The neonatal Fc receptor (FcRn) is a key membrane protein that plays an integral role in serum immunoglobulin (IgG) recycling, which extends the half-life of antibody. In addition, FcRn is known to traffic antigen-bound immunoglobulins (Ag-IgGs), and to interact with immune complexes to facilitate the antigen cross-presentation of peptides derived from the immune complexes in antigen-presenting cells (APCs). Studies on the IgG-FcRn molecular interactions have primarily focused on the Fc region, and only recently have shown the potential impact of the antigen-binding fragment physiochemical properties on FcRn binding. However, the effect of the antigen physiochemical properties on IgG structure as it relates to Ag-IgG-FcRn binding is not well understood. Here we used an IgG-peptide antigen complex as a model system to investigate the structural effects of the antigen's physiochemical properties on the IgG structure, and the subsequent effects of Ag-IgG-FcRn interactions. We used hydroxyl radical footprinting-mass spectrometry to investigate the structural impact on an IgG upon antigen binding, and observed that the physicochemical properties of the antigen differentially induce conformational changes in the IgG FcRn binding region. The extent of these structural changes directly correlates to the magnitude of the affinity differences between the Ag-IgG complexes and FcRn. Moreover, the antigen's physicochemical properties differentially induce structural differences within the Ag-IgG-FcRn ternary complex. We also provide electron microscopy data that shows corroborating Fab-FcRn interactions, and confirms the hypothesis of potential 2:1 FcRn:IgG binding stoichiometry. These data demonstrate antigen-induced Fc structural rearrangements affect both the affinity toward FcRn and the trimeric antigen-IgG-FcRn complex, providing novel molecular insights in the first steps toward understanding interactions of FcRn-containing large(r)-sized immune complex.

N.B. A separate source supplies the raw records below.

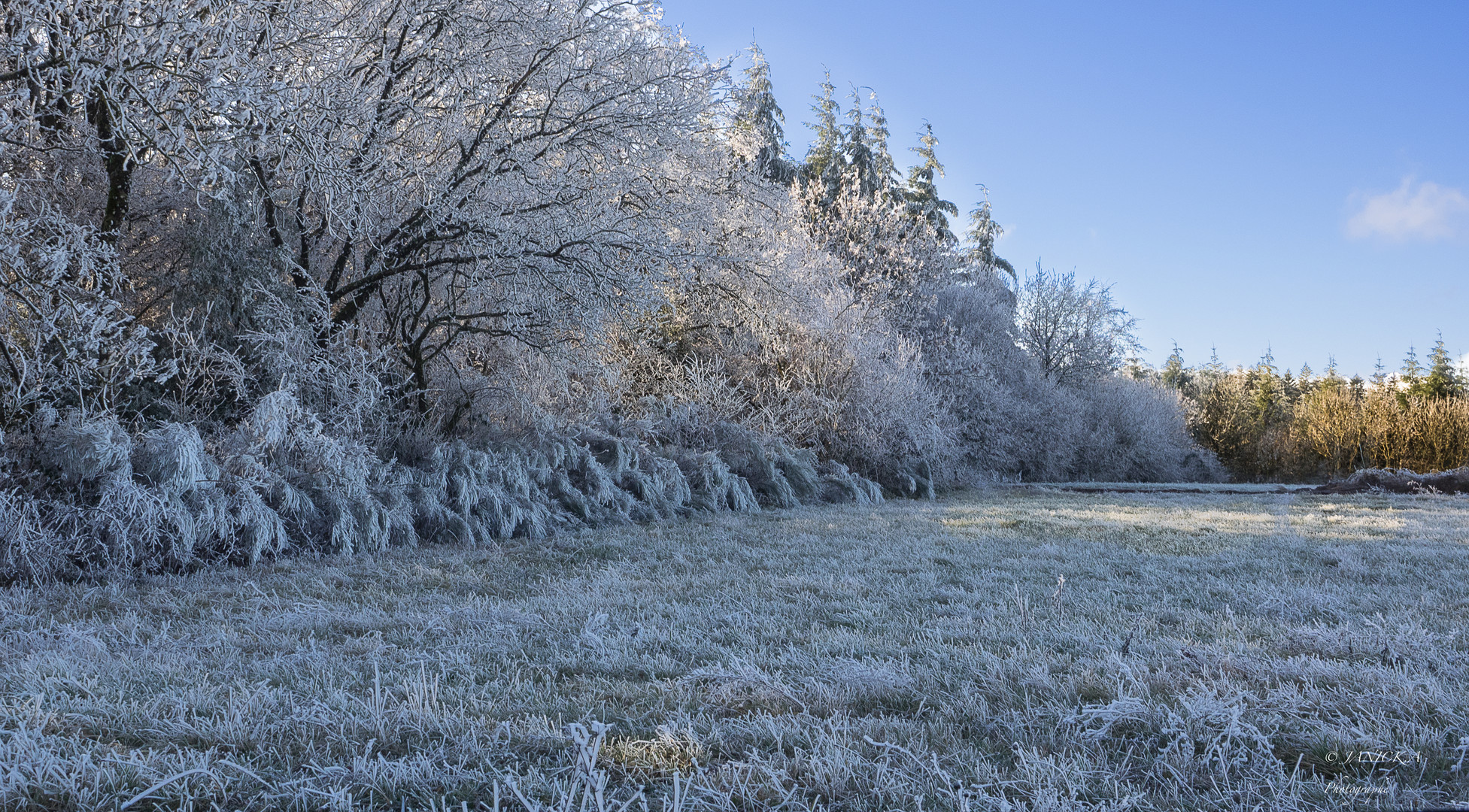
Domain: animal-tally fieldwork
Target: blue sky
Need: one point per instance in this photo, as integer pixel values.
(1284, 175)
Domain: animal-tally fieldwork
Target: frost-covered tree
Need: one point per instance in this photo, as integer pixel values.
(980, 238)
(1074, 331)
(921, 195)
(758, 134)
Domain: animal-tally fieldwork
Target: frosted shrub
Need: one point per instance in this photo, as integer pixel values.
(1136, 432)
(172, 459)
(81, 450)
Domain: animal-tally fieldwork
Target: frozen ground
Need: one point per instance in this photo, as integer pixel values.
(1206, 651)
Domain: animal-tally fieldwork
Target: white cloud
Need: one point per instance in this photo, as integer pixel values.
(1419, 212)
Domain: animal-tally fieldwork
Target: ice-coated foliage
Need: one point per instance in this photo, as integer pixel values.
(335, 278)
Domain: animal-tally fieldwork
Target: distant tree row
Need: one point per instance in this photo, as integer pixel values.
(306, 275)
(1268, 423)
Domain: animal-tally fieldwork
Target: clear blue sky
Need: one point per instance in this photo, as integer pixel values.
(1285, 175)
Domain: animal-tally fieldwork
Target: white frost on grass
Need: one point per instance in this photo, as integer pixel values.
(1219, 651)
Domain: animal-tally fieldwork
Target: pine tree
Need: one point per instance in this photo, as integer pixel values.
(858, 155)
(885, 169)
(826, 159)
(1443, 379)
(760, 123)
(1378, 374)
(1410, 376)
(923, 201)
(1176, 374)
(982, 234)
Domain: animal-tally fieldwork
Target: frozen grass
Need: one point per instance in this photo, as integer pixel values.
(1221, 651)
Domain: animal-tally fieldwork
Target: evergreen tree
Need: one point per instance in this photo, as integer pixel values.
(826, 159)
(858, 153)
(1176, 374)
(982, 234)
(923, 201)
(1358, 386)
(885, 169)
(1443, 379)
(760, 123)
(1410, 376)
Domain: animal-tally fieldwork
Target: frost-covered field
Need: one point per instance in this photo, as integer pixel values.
(1208, 651)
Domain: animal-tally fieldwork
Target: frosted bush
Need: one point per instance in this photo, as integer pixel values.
(172, 460)
(83, 450)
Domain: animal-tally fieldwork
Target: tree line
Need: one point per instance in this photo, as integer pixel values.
(1267, 423)
(323, 277)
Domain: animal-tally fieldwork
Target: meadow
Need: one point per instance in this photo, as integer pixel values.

新生儿Fc受体(FcRn)是一种关键的膜蛋白,在血清免疫球蛋白(IgG)循环中发挥着不可或缺的作用,可延长抗体的半衰期。此外,已知FcRn能转运抗原结合的免疫球蛋白(Ag-IgG),并与免疫复合物相互作用,以促进抗原呈递细胞(APC)中源自免疫复合物的肽段进行抗原交叉呈递。关于IgG-FcRn分子相互作用的研究主要集中在Fc区域,直到最近才显示出抗原结合片段的物理化学性质对FcRn结合的潜在影响。然而,抗原的物理化学性质对与Ag-IgG-FcRn结合相关的IgG结构的影响尚不清楚。在此,我们使用IgG-肽抗原复合物作为模型系统,研究抗原的物理化学性质对IgG结构的影响,以及随后的Ag-IgG-FcRn相互作用的影响。我们使用羟基自由基足迹质谱法研究抗原结合对IgG的结构影响,观察到抗原的物理化学性质差异诱导IgG FcRn结合区域的构象变化。这些结构变化的程度与Ag-IgG复合物和FcRn之间亲和力差异的大小直接相关。此外,抗原的物理化学性质差异诱导Ag-IgG-FcRn三元复合物内的结构差异。我们还提供了电子显微镜数据,证实了Fab-FcRn相互作用,并证实了潜在的2:1 FcRn:IgG结合化学计量比的假设。这些数据表明,抗原诱导的Fc结构重排既影响对FcRn的亲和力,也影响三聚体抗原-IgG-FcRn复合物,为理解含FcRn的大尺寸免疫复合物相互作用的第一步提供了新的分子见解。